Dengan tidak menunggu waktu lagi Abu Thalib bangkit. Dengan tangan kanan membawa pedang terhunus dan tangan kiri menggandeng Nabi Muhammad SAW, ia berangkat mendatangi gerombolan Quraisy yang telah mengganggu Nabi.

Setiba di depan gerombolan itu, Abu Thalib berhenti sejenak. Diperhatikannya gerak-gerik gerombolan itu. Seorang demi seorang mereka mundur. Rupanya di luar perkiraan mereka, bahwa Nabi Muhammad SAW akan datang kembali bersama pamannya.

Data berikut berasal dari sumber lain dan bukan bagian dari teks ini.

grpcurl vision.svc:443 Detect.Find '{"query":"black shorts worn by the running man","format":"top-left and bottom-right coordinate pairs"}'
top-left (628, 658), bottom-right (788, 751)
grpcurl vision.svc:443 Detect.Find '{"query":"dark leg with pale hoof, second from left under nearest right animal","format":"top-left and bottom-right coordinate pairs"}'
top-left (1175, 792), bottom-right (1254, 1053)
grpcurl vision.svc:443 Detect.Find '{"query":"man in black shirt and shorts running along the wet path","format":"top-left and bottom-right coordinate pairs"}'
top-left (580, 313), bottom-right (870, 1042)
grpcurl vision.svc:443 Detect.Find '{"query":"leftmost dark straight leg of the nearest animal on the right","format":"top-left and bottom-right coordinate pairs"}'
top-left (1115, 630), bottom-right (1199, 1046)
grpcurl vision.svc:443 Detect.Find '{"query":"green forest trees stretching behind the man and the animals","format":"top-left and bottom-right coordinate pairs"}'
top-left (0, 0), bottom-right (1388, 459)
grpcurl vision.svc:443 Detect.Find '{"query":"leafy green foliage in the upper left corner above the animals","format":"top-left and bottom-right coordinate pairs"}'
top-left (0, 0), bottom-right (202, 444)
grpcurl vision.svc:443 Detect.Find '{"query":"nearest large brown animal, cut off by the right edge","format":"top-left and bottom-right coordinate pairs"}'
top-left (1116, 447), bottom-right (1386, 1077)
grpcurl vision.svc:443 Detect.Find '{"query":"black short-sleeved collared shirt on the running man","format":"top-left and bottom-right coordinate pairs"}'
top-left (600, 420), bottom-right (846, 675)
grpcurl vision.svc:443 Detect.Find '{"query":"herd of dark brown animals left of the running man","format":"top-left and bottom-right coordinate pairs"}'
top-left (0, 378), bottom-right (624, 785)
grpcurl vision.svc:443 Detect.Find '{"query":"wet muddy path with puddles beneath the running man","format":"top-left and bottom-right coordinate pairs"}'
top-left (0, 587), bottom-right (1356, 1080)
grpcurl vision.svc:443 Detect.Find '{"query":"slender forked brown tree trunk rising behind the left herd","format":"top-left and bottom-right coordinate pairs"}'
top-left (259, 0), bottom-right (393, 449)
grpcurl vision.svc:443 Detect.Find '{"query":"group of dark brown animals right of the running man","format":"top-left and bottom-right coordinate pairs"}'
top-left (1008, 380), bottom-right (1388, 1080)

Abu Thalib terus berteriak kepada gerombolan itu: "Demi Allah, yang Muhammad beriman kepada-Nya. Jika ada seorang dari kalian yang berani melawan, akan kupersingkat umurnya dengan pedang ini!"

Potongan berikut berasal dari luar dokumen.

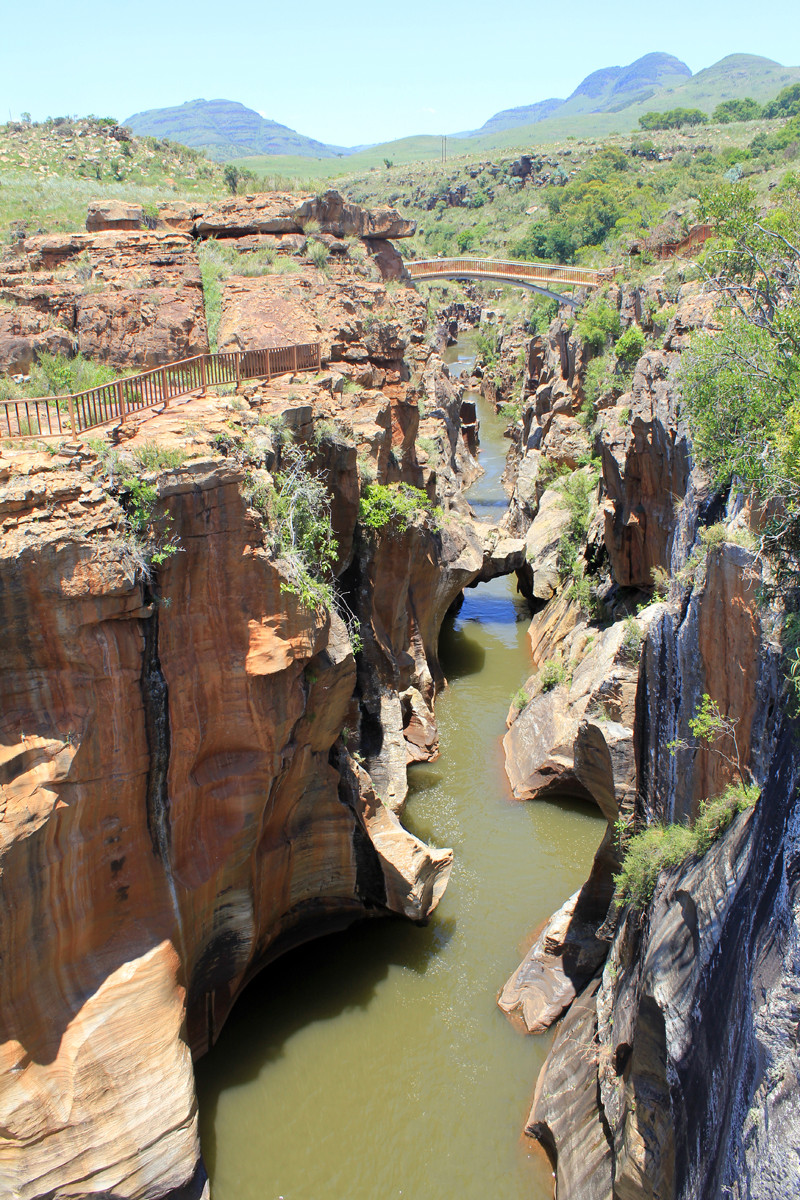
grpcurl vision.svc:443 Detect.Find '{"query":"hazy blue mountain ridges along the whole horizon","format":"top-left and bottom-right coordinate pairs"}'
top-left (125, 52), bottom-right (800, 162)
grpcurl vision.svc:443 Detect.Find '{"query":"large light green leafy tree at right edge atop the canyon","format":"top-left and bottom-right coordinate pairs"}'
top-left (680, 184), bottom-right (800, 595)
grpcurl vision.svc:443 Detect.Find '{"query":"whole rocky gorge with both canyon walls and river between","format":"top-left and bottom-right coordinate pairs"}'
top-left (0, 177), bottom-right (799, 1200)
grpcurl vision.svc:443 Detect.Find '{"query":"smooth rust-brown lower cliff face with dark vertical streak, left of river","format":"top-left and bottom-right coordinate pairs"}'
top-left (0, 410), bottom-right (470, 1200)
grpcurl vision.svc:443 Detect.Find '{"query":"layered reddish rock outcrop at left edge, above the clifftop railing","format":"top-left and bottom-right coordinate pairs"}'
top-left (0, 229), bottom-right (209, 373)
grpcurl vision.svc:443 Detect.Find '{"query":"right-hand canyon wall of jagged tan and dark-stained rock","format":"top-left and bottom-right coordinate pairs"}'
top-left (499, 280), bottom-right (800, 1200)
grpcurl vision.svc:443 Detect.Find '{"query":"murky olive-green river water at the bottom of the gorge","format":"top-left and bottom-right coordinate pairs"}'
top-left (197, 343), bottom-right (602, 1200)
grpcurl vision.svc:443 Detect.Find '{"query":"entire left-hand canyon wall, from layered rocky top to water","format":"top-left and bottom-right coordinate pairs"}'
top-left (0, 197), bottom-right (522, 1200)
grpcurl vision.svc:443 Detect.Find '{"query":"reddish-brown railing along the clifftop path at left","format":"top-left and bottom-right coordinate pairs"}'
top-left (0, 342), bottom-right (323, 439)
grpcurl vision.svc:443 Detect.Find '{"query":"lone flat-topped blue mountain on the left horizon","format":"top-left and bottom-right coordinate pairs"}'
top-left (125, 100), bottom-right (350, 162)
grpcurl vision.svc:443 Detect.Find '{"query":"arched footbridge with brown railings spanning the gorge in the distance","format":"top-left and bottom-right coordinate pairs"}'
top-left (405, 258), bottom-right (621, 307)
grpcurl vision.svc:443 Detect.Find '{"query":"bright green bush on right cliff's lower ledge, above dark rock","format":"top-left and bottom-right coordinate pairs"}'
top-left (614, 785), bottom-right (760, 908)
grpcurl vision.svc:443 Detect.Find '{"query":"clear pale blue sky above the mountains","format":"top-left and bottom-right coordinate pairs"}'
top-left (0, 0), bottom-right (800, 145)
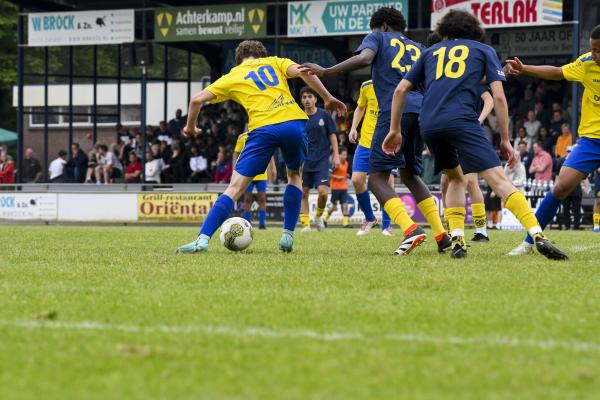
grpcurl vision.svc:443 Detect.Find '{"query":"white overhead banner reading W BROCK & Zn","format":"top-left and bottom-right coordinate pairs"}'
top-left (27, 10), bottom-right (135, 46)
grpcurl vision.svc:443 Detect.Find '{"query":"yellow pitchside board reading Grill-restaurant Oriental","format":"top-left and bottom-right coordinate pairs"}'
top-left (138, 193), bottom-right (219, 222)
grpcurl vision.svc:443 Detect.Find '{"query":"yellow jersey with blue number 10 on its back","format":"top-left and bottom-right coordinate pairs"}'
top-left (206, 57), bottom-right (308, 132)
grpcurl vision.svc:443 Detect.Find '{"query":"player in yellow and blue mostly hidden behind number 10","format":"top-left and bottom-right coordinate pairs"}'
top-left (233, 132), bottom-right (277, 229)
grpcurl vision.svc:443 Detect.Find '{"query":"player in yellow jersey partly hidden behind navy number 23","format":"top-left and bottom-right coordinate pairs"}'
top-left (348, 79), bottom-right (394, 236)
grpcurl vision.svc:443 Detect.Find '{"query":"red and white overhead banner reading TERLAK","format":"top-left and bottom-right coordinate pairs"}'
top-left (431, 0), bottom-right (563, 29)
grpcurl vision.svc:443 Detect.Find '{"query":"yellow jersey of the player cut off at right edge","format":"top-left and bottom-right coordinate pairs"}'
top-left (562, 53), bottom-right (600, 139)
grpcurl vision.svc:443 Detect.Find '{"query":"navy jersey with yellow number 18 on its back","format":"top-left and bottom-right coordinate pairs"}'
top-left (406, 39), bottom-right (506, 133)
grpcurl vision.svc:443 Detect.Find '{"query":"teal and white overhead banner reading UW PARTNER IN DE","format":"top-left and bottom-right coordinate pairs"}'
top-left (288, 0), bottom-right (408, 37)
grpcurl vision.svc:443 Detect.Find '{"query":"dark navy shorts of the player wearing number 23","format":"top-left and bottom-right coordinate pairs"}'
top-left (369, 113), bottom-right (423, 175)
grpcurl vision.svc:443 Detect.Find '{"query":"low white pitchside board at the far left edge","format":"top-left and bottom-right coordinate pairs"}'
top-left (0, 192), bottom-right (58, 221)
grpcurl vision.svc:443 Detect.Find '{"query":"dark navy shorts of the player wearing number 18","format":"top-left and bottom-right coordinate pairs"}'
top-left (423, 124), bottom-right (501, 174)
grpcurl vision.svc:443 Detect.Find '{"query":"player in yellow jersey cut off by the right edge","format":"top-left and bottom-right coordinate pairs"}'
top-left (506, 25), bottom-right (600, 256)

Dalam membela dan melindungi Rasulullah dari marabahaya keteguhan Abu Thalib dapat diandalkan benar. Keteguhannya itu tercermin juga dari syair-syair yang diucapkannya sendiri:

Janganlah kalian sulut api pengobar perang,
Yang akibat-pahitnya akan ditelan semua orang!
Demi Allah, Muhammad tak nanti 'kan kuserahkan
Kepada tangan pencetus bencana mengerikan.
Kenalkah kalian siapa Hasyim,
Ksatria yang pernah berpesan,
Agar kami berani berperang dengan semangat jantan?
Kami bukan pejuang-pejuang yang jemu perang,
Tak'kan kami sesali yang gugur di medan juang!
Kubela Rasul, utusan Penguasa Maha Kuasa,
Pembawa amanat berkilauan laksana kilat bercahaya,
Kubela dan kulindungi utusan Tuhan Ilahi,
Karena ia manusia kesayanganku sendiri,
Kulindungi ia dari serangan musuh-musuhnya,
Laksana gadis kulindungi dari gangguan pria!
Hai Abu Ya'la,
Teguh dan sabarlah dalam agama Muhammad,
Nyatakan dirimu terang-terangan sebagai muslim yang mantap,
Bulatkan tekad mendampingi pembawa kebenaran Tuhan,
Betapa riang hatiku mendengar engkau beriman,
Janganlah engkau menjadi kafir tidak bertuhan,
Jadikan dirimu pembela Rasul dan pembela Tuhan,
Tunjukkan agamamu di mata Qureiys terang-terangan,
Katakanlah: Muhammad bukan si tukang sihir!